EU's Juncker criticises 'sad heroes of Brexit', Nigel Farage and Boris Johnson

Mr Jean-Claude Juncker, president of the European Commission, delivers a speech in the European Parliament in Strasbourg on July 5, 2016. PHOTO: EPA

STRASBOURG, France (AFP) - European Commission head Jean-Claude Juncker has sharply criticised politicians Nigel Farage and Boris Johnson as the "sad heroes" of Brexit who backed out of leading Britain through the EU exit they had campaigned for.

"The Brexit heroes of yesterday are now the sad heroes of today," Juncker told a session of the European Parliament in Strasbourg, France.

"Those who have contributed to the situation in the UK have resigned, Johnson, Farage and others. They are as it were retro-nationalists, they are not patriots," Juncker said.

"Patriots don't resign when things get difficult, they stay," he added.

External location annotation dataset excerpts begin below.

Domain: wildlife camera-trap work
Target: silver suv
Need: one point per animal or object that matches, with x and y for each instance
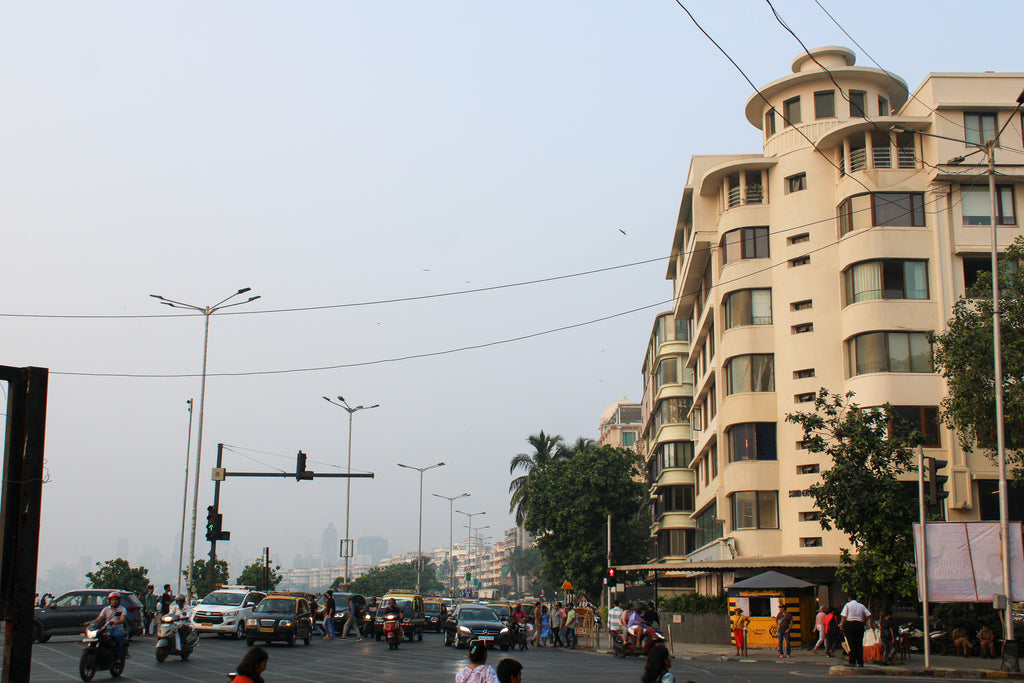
(224, 611)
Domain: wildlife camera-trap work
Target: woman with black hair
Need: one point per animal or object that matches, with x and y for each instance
(477, 671)
(251, 668)
(656, 670)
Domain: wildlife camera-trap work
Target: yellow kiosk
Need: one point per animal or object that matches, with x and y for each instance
(760, 598)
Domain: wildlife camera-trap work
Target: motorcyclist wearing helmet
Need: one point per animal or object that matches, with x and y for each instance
(114, 617)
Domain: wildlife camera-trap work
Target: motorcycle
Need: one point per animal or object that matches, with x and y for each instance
(98, 652)
(628, 646)
(910, 634)
(170, 640)
(392, 630)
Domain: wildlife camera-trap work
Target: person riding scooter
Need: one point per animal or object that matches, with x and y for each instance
(114, 617)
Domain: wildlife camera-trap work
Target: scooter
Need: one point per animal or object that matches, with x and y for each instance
(98, 652)
(170, 640)
(392, 630)
(628, 647)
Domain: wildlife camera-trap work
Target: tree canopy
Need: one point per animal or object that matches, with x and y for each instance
(381, 580)
(860, 494)
(118, 573)
(570, 500)
(964, 357)
(255, 574)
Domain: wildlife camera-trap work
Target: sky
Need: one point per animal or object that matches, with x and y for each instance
(351, 162)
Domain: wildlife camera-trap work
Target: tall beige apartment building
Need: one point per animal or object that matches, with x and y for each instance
(819, 262)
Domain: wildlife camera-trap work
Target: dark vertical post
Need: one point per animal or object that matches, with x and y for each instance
(23, 484)
(216, 506)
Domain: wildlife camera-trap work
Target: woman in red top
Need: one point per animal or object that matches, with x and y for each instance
(252, 667)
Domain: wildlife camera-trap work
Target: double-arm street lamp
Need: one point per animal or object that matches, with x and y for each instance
(451, 500)
(419, 551)
(343, 404)
(207, 311)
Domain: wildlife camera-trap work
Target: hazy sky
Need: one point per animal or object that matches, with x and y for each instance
(340, 153)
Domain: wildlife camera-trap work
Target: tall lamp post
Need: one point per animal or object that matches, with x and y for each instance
(451, 500)
(207, 311)
(343, 404)
(419, 550)
(184, 499)
(469, 536)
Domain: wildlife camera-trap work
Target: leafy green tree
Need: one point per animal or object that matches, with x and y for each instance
(381, 580)
(569, 503)
(547, 447)
(118, 573)
(255, 574)
(201, 579)
(861, 496)
(964, 357)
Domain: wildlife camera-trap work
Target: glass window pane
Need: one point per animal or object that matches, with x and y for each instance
(899, 352)
(767, 509)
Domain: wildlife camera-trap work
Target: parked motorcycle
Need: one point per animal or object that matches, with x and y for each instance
(915, 638)
(627, 647)
(98, 652)
(170, 640)
(392, 630)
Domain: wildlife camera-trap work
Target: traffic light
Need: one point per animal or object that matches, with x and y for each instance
(936, 481)
(213, 522)
(300, 468)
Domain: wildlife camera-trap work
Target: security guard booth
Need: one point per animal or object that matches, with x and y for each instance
(760, 598)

Mr Juncker was reporting to MEPs the results of last week's historic EU summit, in which British Prime Minister David Cameron reported to his fellow leaders the vote by Britain to leave the bloc.

Mr Johnson pulled out of the leadership race to succeed Mr Cameron, who has said he will resign by October, while Mr Farage on Monday stepped down as leader of the eurosceptic UK Independence Party.

Mr Juncker also criticised those who campaigned to leave the EU for failing to know what they wanted to do next, with Britain delaying on pulling the trigger on its official divorce from the EU.

"Instead of developing a plan, they are leaving the boat," Mr Juncker said.

EU president Donald Tusk meanwhile said the bloc's members "hope to have the UK as a close partner in future", but reiterated that it would have to accept the union's free movement rules if it wanted access to the single market.

"We will not sell off our freedoms and there will be no single market a la carte," he told MEPs.

Senior liberal MEP Guy Verhofstadt also slammed Mr Farage and Mr Johnson.

"Brexiteers remind me of rats leaving the sinking ship," said Mr Verhofstadt. "What are you waiting for - the next referendum in France, in Italy maybe."